My favorite of the 50 Bill Larson cases appears in our title image featuring topaz and aquamarine crystals from Burma (Myanmar). Because of a schedule that limited my attendance at the show to Friday, I had to miss Bill's talk on Satruday entitled "Mining, Minerals, & Gems from the Legendary Valley of Rubies, Mogok Burma." Much of the mineralogy---and for that matter the cuisine---from that country fascnates me. I'd be curious if Bill discussed when and how such a seemingly endless supply of great stones get out from under the oppressive military dictatorship that rules.


It's easy enough to imagine, though, how someone could smuggle out the faceted .047 carat johachidolite pictured at left. Purchased from my friend Cassandra at the Dudley Blauwet Gems booth, it reflects my penchant for acquiring species I've never heard of and still intrigues me more than a week later.

Despite emphasizing gems thus far, one of my favorite aspects of the East Coast Mineral, Gem and Fossil Show is its preponderance of mineral specimens over gems and fossils. On occasion and for a variety of reasons, even ugly minerals sometimes grab my interest. Should anyone deem it to be ugly, the reason for my most sizeable purchase this year, the 5" x 5" x 1" chunk of fluoro-potassichastingsite shown below at right, was that Alfredo Petrov convinced me that it could be the biggest specimen ever collected of this rare amphibole. Its type and only known locality is the Greenwood Mine, an old magnetite mine about a three mile hike through the woods near Woodbury Township in Orange County, New York. Fluoro-potassichastingsite is not, by the way, the longest mineral name I've ever encountered. Last October, my eBay store, Jake's Minerals sold a protomanganoferroanthophyllite micromount to a collector in France. Such rare amphiboles are generally not very expensive. Alfredo was also selling a protoanthophyllite piece of which the only known specimens were taken from a Japanese drill core sample. "Much of the value," says Alfredo, "is in getting it tested."

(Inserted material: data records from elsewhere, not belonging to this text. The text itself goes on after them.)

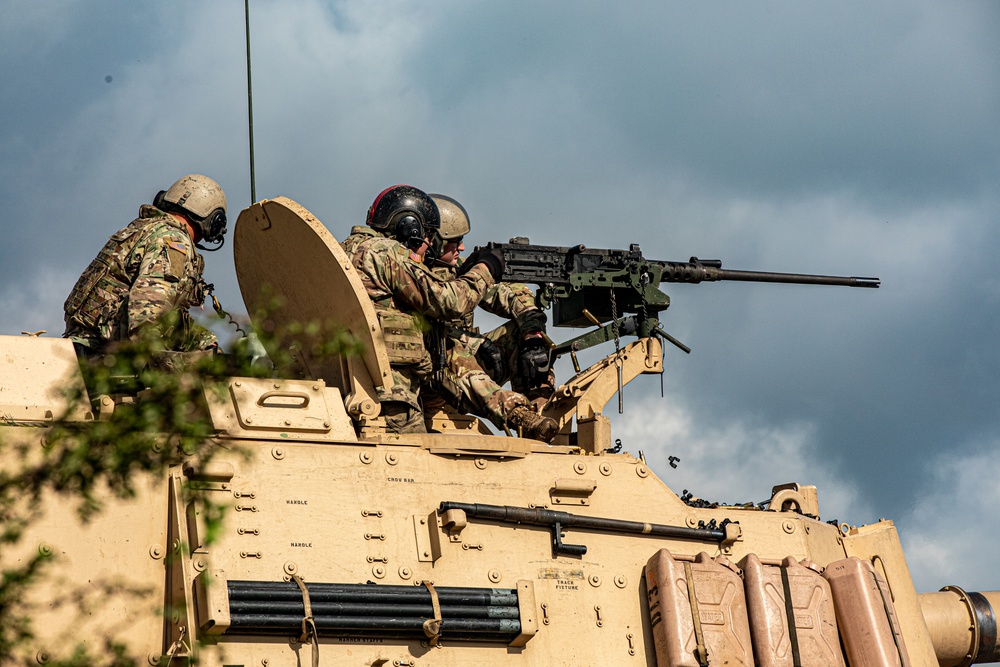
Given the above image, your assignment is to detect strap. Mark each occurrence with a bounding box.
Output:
[684,561,708,667]
[292,574,319,667]
[780,565,802,667]
[420,579,441,646]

Meanwhile, and as this is written, another Martin Zinn Show, about which people in West Springfield were expressing tremendous enthusiasm, is happening in Cartersville, Georgia. Much as I'd like to be there, my office is in the process of becoming buried under rocks. I don't understand how the collectors and dealers who do so many shows with such frequency find the time to sort out all the booty that inevitably results.